第6回論述試験まで2週間ですね。当会も昨日で論述対策講座を終えました。

ご参加の方からは「どうすればいいのか分からなかったが、何とかなりそうに思えてきた」「難しく考えていたが、シンプルに考えれば良かったんだ」などのお声をいただき、お伝えしたかったことがちゃんと届いていて安堵しました。

実際のところ、論述問題をじっくり読み込んでみると、キャリアコンサルティング協議会、JCDAともに目指すキャリアコンサルティングの姿が見えてきます。試験を考えた場合、こうした点をしっかりとらえることが必勝パターンにつながりますね。

また、単発の分析だけではなく、回を追った分析から見えてくるものもありますので、過去問を是非、遡っていただければと思います。

それに、差がつくのは、書き方、表現ではないかと思います。着眼点はいいけれど、解答表現で損をしている。解答練習とともに、出題分析を徹底的に行ってください。論述試験を得点源にすることが実技試験を優位に進める秘訣です。

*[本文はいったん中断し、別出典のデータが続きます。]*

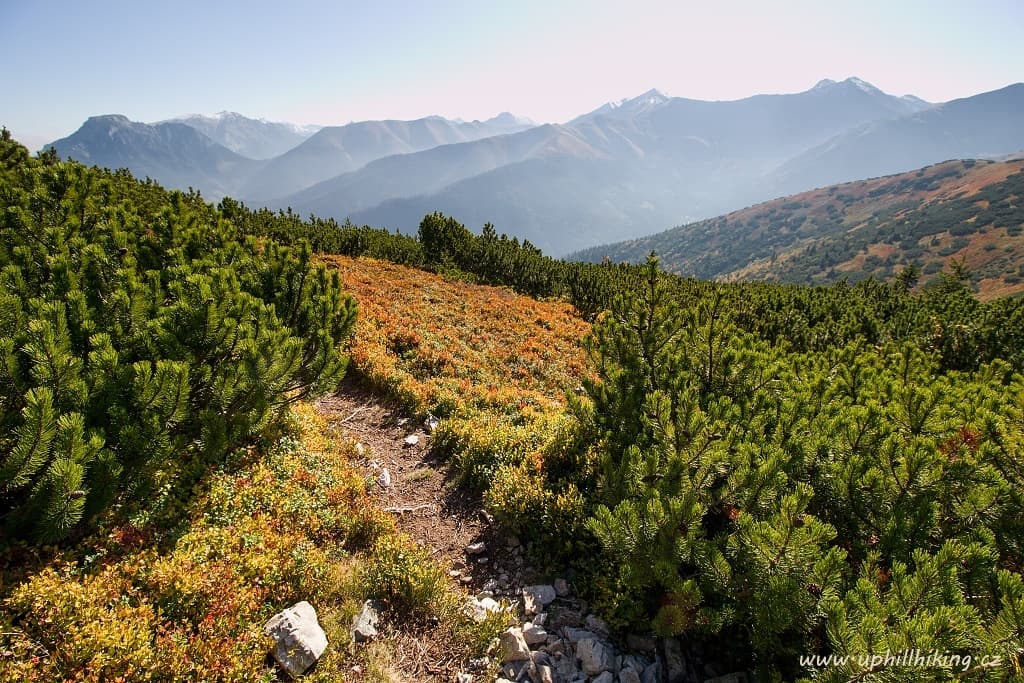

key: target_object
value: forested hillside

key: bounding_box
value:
[0,137,1024,683]
[573,161,1024,299]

さて、学科試験や論述試験に時間を取られ、面接試験がおろそかになっている方が結構いらっしゃるようです。合格率が上がり、ハードルが低くなったとは言え、10人の内3~4人は残念な結果になることを考えると、楽観は禁物です。

われわれが重視するのは「受容」ですが、はじめて来られる方々に共通してみられるいくつか気になる点があります。

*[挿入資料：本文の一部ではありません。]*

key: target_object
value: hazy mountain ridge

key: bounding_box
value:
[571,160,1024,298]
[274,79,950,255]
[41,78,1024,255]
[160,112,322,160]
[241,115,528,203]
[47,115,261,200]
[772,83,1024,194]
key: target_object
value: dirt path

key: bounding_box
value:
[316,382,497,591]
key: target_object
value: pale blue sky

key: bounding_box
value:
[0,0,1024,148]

1つには、安易に「お気持ちは?」「どんな感じ?」と訊いてしまう点。2つ目に「~とっても楽しそうに思えましたが~」と自らの感想を伝える点。そして、不用意な言い換えです。

これらがどうして気になるのかは、講座やテキストでご説明していますので割愛しますが、背景には面談やカウンセリングに関する基礎、基本の理解不足があるのではないかと思います。

しっかりした理論に基づいた基礎・基本は、自分を守ってくれます。面談やカウンセリングはいろいろな答が考えられることから、時には失敗し、迷い、落ち込むことがあります。その時、自分を守ってくれるのはしっかりした理論に基づいた基礎・基本です。基礎・基本が弱いと、迷ったまま抜け出せず、やり方が分からない状態で、もがき苦しむことになりかねません。

先日受講された方も、自主勉強会でいろいろ迷われ、専門家の戸をいくつかたたいたものの、まだ納得できず、当会にコンタクトされました。そして「テキスト」を手にして「やっと分かった、もっと早く知っていれば!」と仰っていただきました。

勿論、ご本人の資質やご経験からのお話だと思いますので、すべての方に当てはまることではないかもしれませんが、当会としては迷われている方にいくつかのヒントをご提供できるのではないかと思っています。

面接試験まで残り3~4週間。形や進め方にこだわらず、相談者中心の基本をもう一度整理し、良質なロープレ練習を重ねていただければと思います。